Active Learning With Gaussian Process Classifier for Hyperspectral Image Classification
Gaussian process (GP) classifiers represent a powerful and interesting theoretical framework for the Bayesian classification of hyperspectral images. However, the collection of labeled samples is time consuming and costly for hyperspectral data, and the training samples available are often not enough for an adequate learning of the GP classifier. Moreover, the computational cost of performing inference using GP classifiers scales cubically with the size of the training set. To address the limitations of GP classifiers for hyperspectral image classification, reducing the label cost and keeping the training set in a moderate size, this paper introduces an active learning (AL) strategy to collect the most informative training samples for manual labeling.

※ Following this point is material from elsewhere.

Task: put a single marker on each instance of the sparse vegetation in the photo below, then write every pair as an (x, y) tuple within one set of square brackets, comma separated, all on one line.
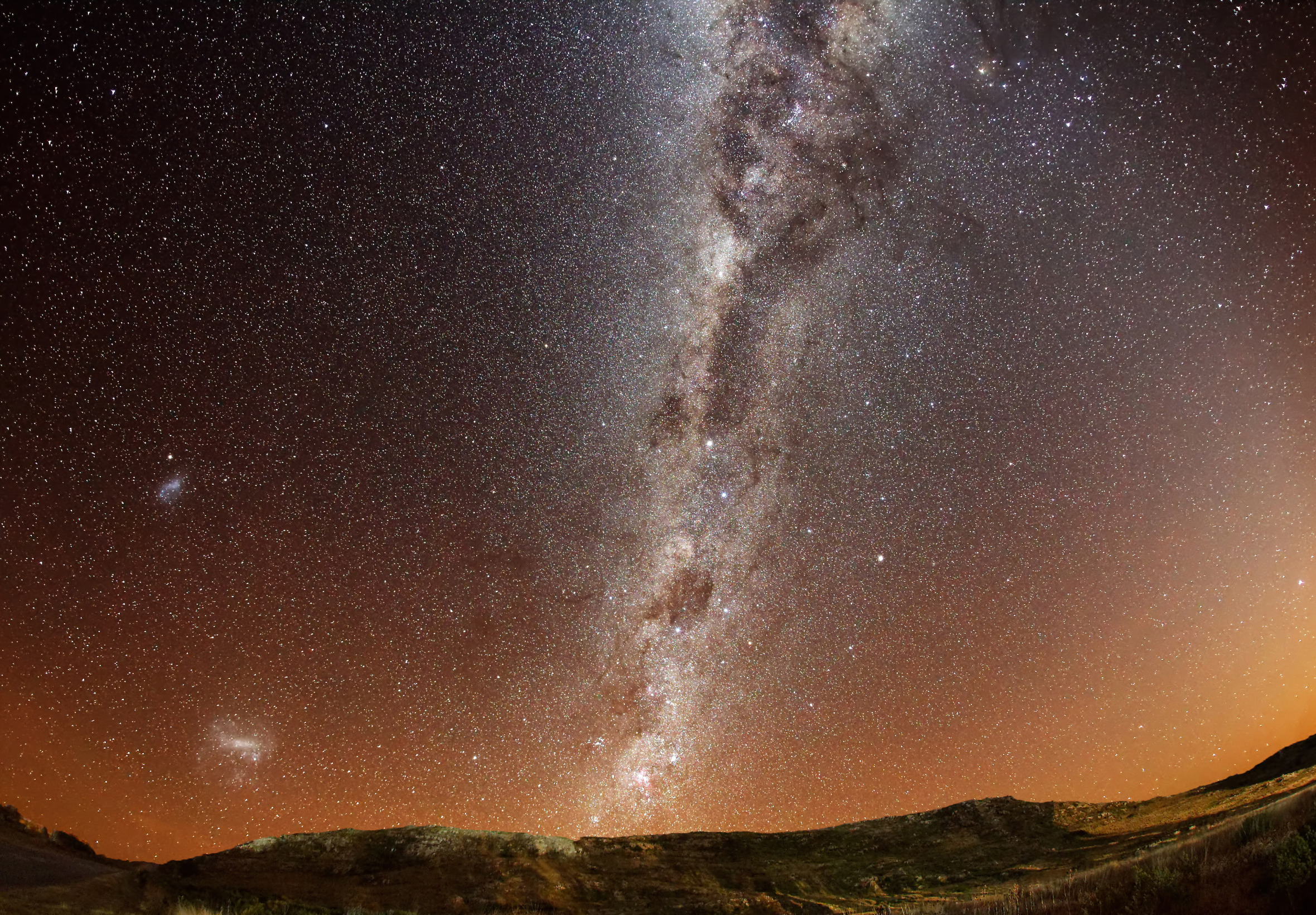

First, we propose three new AL heuristics based on the probabilistic output of GP classifiers aimed at actively selecting the most uncertain and confusing candidate samples from the unlabeled data. Moreover, we develop an incremental model updating scheme to avoid the repeated training of the GP classifiers during the AL process. The proposed approaches are tested on the classification of two realworld hyperspectral data. Comparison with random sampling method reveals a better accuracy gain and faster convergence with the number of queries, and comparison with recent active learning approaches shows a competitive performance. Experimental results also verified the efficiency of the incremental model updating scheme.